TruthisTreason.net – Kevin Hayden
Source: Tech Dirt
Okay, this is just getting ridiculous. A few weeks back, we noted that Senators Amy Klobuchar, John Cornyn and Christopher Coons had proposed a new bill that was designed to make “streaming” infringing material a felony. At the time, the actual text of the bill wasn’t available, but we assumed, naturally, that it would just extend “public performance” rights to section 506a of the Copyright Act.
Supporters of this bill claim that all it’s really doing is harmonizing US copyright law’s civil and criminal sections. After all, the rights afforded under copyright law in civil cases cover a list of rights: reproduce, distribute, prepare derivative works or perform the work. The rules for criminal infringement only cover reproducing and distributing — but not performing. So, supporters claim, all this does is “harmonize” copyright law and bring the criminal side into line with the civil side by adding “performance rights” to the list of things.

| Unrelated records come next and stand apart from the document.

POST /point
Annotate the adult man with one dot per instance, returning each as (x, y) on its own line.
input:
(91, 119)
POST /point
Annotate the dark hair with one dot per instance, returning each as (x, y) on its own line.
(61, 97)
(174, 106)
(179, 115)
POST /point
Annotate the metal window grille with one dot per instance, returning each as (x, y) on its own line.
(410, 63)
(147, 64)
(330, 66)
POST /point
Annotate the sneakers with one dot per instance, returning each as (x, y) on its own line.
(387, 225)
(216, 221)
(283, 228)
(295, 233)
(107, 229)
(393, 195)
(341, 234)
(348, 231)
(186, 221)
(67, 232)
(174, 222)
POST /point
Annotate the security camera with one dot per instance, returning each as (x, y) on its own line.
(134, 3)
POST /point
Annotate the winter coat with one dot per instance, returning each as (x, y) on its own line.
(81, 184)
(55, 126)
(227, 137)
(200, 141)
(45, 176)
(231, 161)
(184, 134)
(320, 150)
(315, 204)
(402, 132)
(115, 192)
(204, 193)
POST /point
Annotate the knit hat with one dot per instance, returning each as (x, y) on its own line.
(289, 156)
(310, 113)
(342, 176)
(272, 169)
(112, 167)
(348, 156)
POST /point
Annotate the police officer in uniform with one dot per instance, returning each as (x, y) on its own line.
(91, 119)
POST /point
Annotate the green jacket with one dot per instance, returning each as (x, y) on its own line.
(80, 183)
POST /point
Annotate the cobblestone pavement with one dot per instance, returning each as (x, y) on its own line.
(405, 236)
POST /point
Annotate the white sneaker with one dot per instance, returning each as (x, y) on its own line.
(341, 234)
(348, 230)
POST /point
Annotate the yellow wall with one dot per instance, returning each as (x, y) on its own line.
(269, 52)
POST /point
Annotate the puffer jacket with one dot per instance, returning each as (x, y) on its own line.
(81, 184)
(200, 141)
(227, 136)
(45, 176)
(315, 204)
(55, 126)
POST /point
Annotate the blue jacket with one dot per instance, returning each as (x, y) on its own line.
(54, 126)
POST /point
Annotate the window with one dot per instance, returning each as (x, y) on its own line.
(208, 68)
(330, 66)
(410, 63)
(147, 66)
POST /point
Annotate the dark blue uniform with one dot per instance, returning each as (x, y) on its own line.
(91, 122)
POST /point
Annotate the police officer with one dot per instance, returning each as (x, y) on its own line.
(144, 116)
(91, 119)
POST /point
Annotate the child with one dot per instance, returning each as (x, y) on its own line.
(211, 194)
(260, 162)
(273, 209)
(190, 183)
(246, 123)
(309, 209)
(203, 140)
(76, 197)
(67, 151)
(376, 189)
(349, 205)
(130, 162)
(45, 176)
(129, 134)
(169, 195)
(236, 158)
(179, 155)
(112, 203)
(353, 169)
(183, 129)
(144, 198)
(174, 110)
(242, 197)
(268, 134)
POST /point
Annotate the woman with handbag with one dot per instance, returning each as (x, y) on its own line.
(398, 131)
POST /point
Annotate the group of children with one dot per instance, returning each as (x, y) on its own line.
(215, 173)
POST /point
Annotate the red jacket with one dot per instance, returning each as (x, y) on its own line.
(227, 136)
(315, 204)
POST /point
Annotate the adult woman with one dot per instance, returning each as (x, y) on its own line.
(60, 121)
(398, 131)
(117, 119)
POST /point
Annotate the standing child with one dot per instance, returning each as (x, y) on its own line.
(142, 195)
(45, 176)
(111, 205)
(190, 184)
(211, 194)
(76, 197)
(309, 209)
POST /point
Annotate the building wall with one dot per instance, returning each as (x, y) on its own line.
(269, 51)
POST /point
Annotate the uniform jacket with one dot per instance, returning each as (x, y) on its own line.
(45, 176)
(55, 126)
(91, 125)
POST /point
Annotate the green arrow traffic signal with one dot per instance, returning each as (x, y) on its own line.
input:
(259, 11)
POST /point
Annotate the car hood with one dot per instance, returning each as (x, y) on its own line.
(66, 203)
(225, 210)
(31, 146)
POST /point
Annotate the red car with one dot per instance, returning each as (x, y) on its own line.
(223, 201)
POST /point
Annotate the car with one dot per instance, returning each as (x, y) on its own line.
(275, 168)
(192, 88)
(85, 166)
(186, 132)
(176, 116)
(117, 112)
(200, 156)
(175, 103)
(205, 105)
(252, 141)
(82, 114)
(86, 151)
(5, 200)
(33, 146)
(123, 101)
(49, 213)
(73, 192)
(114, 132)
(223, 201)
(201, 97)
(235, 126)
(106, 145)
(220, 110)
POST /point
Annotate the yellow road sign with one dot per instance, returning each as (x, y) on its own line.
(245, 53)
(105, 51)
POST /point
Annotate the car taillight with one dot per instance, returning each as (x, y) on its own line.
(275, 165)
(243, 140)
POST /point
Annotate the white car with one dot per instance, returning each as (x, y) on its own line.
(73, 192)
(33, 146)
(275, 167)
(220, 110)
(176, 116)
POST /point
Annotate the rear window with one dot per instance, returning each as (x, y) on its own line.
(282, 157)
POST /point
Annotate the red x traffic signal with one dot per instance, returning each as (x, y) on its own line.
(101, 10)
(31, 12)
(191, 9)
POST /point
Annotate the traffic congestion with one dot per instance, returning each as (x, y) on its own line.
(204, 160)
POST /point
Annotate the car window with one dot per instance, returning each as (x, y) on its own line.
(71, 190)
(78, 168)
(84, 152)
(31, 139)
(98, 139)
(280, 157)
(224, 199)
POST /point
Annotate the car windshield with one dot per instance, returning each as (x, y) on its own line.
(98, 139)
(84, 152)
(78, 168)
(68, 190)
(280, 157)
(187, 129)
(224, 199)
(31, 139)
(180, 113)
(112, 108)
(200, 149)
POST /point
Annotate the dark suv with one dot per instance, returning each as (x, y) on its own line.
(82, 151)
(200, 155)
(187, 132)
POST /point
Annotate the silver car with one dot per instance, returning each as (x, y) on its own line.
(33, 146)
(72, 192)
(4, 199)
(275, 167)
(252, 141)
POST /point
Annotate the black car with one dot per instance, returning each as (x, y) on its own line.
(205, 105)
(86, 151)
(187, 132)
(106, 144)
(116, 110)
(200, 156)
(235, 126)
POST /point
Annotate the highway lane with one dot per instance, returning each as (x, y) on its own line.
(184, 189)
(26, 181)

If only it were that simple. But, of course, it’s not. First of all, despite claims to the contrary, there’s a damn good reason why Congress did not include performance rights as a criminal/felony issue: because who would have thought that it would be a criminal act to perform a work without permission? It could be infringing, but that can be covered by a fine. When we suddenly criminalize a performance, that raises all sorts of questionable issues.
Furthermore, as we suspected, in the full text of the bill, “performance” is not clearly defined. This is the really troubling part. Everyone keeps insisting that this is targeted towards “streaming” websites, but is streaming a “performance”? If so, how does embedding play into this? Is the site that hosts the content guilty of performing? What about the site that merely linked to and/or embedded the video (linking and embedding are technically and effectively the same thing). Without clear definitions, we run into problems pretty quickly.
And it gets worse. Because rather than just (pointlessly) adding “performance” to the list, the bill tries to also define what constitutes a potential felony crime in these circumstances:
the offense consists of 10 or more public performances by electronic means, during any 180-day period, of 1 or more copyrighted works
So yeah. If you embed a YouTube video that turns out to be infringing, and more than 10 people view it because of your link… you could be facing five years in jail. This is, of course, ridiculous, and suggests (yet again) politicians who are regulating a technology they simply do not understand. Should it really be a criminal act to embed a YouTube video, even if you don’t know it was infringing…? This could create a massive chilling effect to the very useful service YouTube provides in letting people embed videos.
What this author apparently can’t quite grasp is the far more “chilling” effect it will have on the overall, ever-increasing alternative media. This bill, if passed, will surely end up in front of the Supreme Court facing a 1st Amendment challenge – speech and press.
By regulating a civil action as a criminal one, we have failed in yet another arena of being a society based upon the rule of law and expression. Big surprise.
Update – Hayden’s Note II:
Let’s get into the ‘legalese’ aspect since several of my commenters believe that I am being an alarmist. Here’s a scenario:
A. “Intentional infringement” – did the party intentionally use a copyrighted song on his or her podcast? Or was it by mere accident? Ignorance is not a legal defense, so this is somewhat easy to prove, especially in civil court where the burden of proof is much less.
B. Would the copyright holder be able to profit $2,500 or more for a public performance of this piece? – Would the band U2 charge anything less than $30,000-$50,000 for a public performance of one of thier songs? Doubt it, but that’s debateble. Most of their concert prices start above the $100,000 price tag and some having cost well over $1 million dollars, so I’m sure that Bono would charge – or stand to gain – more than a measly $2,500 per song.
B.1 Does the infringing party stand to gain more than $2,500 for displaying the performance? – On some popular websites, this could easily be proven when looking at website traffic and advertising profits for the blogger. Because of that one “performance” or videocast/podcast, he might have driven enough traffic to his or her site to gain $2,500 or more in profit through various means. The amendment does not require both of these provisions to be satisfied; it’s one or the other.
C. Fair market value of a license must be in excess of $5,000 – This varies according to the copyright holder, but some works of music can easily fetch $50,000+ for the redistribution rights and public performance licenses, far above what the amendment requires.
Soo, if I make a videocast with a famous song as my intro, upload it to any number of streaming websites such as YouTube, and 10 or more people view it in a 180-day period, AND I do not hold any redistribution rights or licenses (such as radio stations have), then I could be found guilty under this amendment.
The fact that this has now gone from a civil offense – a non-criminal act that typically involves an administrative error or offense – to a criminal act is preposterous. It certainly does not need to be classified as a Federal Felony, punishable by up to 5 years hard time. Can you imagine sitting in a cramped cell with violent narco-traffickers and child rapists simply because you used an extremely popular song in a podcast?
What’s wrong with the current civil court procedure? The Powers That Be might very well have good intentions with this amendment, trying to attack those massive organizations that pirate movies and other protected works of art, but in the meantime, the act could literally destroy innocent lives and silence the alternative media. More government is never a good thing.